This is not to blow trumpets, although I'm proud and happy that we started in on this sometime ago. What it is now, is to find a decentralised way to combine and integrate all these discussions including (one of my favourites) discussion about tools/approaches for platform cooperatives: http://platformcoop.net/, simple sound-bite, alternatives to Uber, Air BnB etc. There's a lot to do, policy, pharmacology (how systems combine well or do not), standards and governance, to start with.
That is, rather than the great and good creating another easily exploitable monolith with a couple of commercial search engines, we need (as Jeff Goldblum said) to make 'a whole lot of brand new mistakes' and hopefully something radically different. For a start, gopher: https://en.wikipedia.org/wiki/..., anyone?
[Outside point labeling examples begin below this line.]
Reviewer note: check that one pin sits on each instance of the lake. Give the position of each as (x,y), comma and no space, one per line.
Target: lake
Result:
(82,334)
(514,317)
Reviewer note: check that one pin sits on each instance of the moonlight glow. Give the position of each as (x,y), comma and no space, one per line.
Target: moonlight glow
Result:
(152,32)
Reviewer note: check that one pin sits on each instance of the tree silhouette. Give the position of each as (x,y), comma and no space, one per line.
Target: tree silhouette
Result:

Back to the future.
On y va, qui mal y pense!
George Orwell himself a veteran wrote 1984 in 1949 at a time when people had done it tough and fought for freedom.
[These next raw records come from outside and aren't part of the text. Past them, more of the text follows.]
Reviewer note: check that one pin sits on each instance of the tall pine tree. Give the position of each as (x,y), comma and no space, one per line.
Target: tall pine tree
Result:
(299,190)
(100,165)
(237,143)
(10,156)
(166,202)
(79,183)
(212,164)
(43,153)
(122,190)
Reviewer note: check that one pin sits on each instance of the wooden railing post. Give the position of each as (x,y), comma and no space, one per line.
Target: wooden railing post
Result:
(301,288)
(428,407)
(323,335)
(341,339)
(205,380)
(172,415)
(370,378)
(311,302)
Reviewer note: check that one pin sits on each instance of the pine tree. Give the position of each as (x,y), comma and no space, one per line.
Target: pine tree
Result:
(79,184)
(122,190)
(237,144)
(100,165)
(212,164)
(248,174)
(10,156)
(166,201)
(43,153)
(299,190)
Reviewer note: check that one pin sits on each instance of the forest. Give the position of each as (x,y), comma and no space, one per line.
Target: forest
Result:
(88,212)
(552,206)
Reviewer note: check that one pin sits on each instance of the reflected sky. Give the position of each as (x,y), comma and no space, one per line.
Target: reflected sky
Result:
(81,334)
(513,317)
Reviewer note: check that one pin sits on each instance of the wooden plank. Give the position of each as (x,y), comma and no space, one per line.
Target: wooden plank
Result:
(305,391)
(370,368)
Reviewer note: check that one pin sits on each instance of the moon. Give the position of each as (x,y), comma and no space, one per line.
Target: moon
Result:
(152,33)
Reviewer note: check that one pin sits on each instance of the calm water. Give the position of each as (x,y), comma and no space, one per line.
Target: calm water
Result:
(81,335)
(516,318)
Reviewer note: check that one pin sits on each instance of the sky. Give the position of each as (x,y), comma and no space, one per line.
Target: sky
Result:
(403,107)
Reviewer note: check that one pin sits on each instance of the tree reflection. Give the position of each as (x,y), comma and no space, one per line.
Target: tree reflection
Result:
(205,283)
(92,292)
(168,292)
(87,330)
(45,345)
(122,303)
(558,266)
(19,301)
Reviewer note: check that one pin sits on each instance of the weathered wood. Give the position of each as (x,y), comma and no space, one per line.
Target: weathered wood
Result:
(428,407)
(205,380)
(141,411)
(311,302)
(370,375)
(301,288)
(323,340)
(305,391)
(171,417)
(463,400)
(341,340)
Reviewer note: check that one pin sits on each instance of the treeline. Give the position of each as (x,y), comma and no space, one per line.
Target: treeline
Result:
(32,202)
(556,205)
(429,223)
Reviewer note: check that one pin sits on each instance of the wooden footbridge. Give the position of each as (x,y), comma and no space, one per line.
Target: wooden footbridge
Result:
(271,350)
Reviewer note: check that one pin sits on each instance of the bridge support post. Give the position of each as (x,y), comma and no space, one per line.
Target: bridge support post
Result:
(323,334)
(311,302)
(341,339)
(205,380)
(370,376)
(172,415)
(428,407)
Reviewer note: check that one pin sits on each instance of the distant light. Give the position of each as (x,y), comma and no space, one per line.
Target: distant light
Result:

He would be disgusted at today's simpering wimps who gave up their privacy without a fight.
It is true that governments (and international criminal structures) use surveillance. This is the reality. And there's no way around it.
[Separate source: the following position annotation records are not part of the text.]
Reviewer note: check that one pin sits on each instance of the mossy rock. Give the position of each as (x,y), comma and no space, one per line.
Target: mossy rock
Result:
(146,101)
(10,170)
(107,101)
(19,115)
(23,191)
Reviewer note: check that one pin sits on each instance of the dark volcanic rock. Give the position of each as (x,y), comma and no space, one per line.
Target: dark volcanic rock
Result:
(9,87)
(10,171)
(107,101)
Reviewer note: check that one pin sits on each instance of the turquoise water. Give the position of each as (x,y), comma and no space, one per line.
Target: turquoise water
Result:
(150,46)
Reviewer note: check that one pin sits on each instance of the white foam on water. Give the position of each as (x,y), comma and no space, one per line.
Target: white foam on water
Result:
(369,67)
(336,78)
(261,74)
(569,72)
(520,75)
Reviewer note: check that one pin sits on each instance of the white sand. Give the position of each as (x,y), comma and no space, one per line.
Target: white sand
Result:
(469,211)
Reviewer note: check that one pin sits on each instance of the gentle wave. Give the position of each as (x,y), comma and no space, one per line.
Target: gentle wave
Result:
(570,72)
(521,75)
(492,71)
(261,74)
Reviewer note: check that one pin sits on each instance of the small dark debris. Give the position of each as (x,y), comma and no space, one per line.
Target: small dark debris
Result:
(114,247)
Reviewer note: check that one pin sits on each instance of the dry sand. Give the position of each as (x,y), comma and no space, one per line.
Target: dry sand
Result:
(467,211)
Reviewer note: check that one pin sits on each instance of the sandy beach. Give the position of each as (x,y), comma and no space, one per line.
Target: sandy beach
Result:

However, good people are to learn using these tools too. We see already some examples how digital technologies allowed to demonstrate what had been hush-hush doubtful schemes for decades.
Forget about ending it, but learn to use it smartly (and legally) too.
Well, the Internet is the largest network for a great many things. Surveillance is just one of them. If it such a prominent and important function it says more about the people who are on it than about the network itself.
Its over and its lost. Its never going to happen. The only reason that what was known as the Internet in its early, more pure days existed was because it piggybacked off of a telecommunications network which was subject to strict regulation for other reasons. If none of that infrastructure had already existed and it was time to build the Internet again from scratch, there's no way in hell it would ever be open or free, and it will never be.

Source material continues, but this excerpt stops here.